Manuel voltava do campo, depois de ter pontapeado todas as pedras que encontrava no caminho e dito asneiras cabeludas em cada uma delas, quando a viu ao longe a desaparecer para lá do portão da herdade. Tinha sido brusco demais, pensava angustiado, mas o choque daquela notícia deixara-o desvairado. Mas para onde ia ela naquela velocidade? E nem esperara pela mãe? Sentiu um calafrio repentino no momento em que Sofia surgiu à porta de casa com cara de caso.
     - Manuel, desculpa, eu tentei fazê-la esperar por ti, mas ela estava decidida a ir-se embora.
    - Não estou com paciência Sofia, deixa-me. – passou por ela sem a olhar, as chaves da carrinha tinham ficado na sala e queria apanhar Teresa antes de ela chegar à Vila. Precisavam de ficar sozinhos, de conversar sobre tudo aquilo, sem mirones nem vizinhos curiosos.
    - É verdade! – guinchou, agarrando-lhe um braço. – Ela está decidida a ir embora. Falei com ela, e o facto de serem primos é demais para a Teresa.
- Não digas o nome dela como se fosse amigas! Cala-te! O que é que tu sabes sobre a nossa vida? Larga-me já, que não tenho intenções de te magoar… - berrou-lhe, nervoso.
    - Manuel, por favor, sê coerente. Eu estou grávida de um filho teu, qualquer dia nasce o bebé e o que vamos dizer a esta criança? – gritou, fazendo um esforço enorme para chorar – Que o pai foi para Lisboa viver com a prima?

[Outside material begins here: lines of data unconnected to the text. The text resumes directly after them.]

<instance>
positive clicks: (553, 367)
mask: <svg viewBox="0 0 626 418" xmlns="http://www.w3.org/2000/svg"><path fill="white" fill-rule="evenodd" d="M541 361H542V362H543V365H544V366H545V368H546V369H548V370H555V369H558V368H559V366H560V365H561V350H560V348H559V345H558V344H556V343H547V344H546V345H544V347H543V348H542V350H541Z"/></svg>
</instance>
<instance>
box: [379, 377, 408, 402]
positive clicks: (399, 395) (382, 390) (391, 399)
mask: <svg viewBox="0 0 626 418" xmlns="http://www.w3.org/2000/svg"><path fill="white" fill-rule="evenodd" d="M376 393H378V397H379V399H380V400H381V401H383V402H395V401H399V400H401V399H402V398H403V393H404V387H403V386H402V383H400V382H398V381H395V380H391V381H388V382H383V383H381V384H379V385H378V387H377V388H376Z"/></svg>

    - Lisboa? Mas do que estás a falar? – Manuel sentia pontadas no peito, os nervos tomavam-lhe o corpo e começavam a deixá-lo tonto.
     - Ela disse-me que vai embora para casa, para Lisboa. Que já tinha decidido tudo, assim que descobriu o vosso parentesco. Não aguenta a vergonha e quer esquecer isto tudo. – mentiu, fazendo um ar grave e desalentado.
     - Isso não é possível… - pegou nas chaves e saiu disparado em direção à carrinha. Não ia acreditar em Sofia, tinha que ouvir tudo aquilo de Teresa.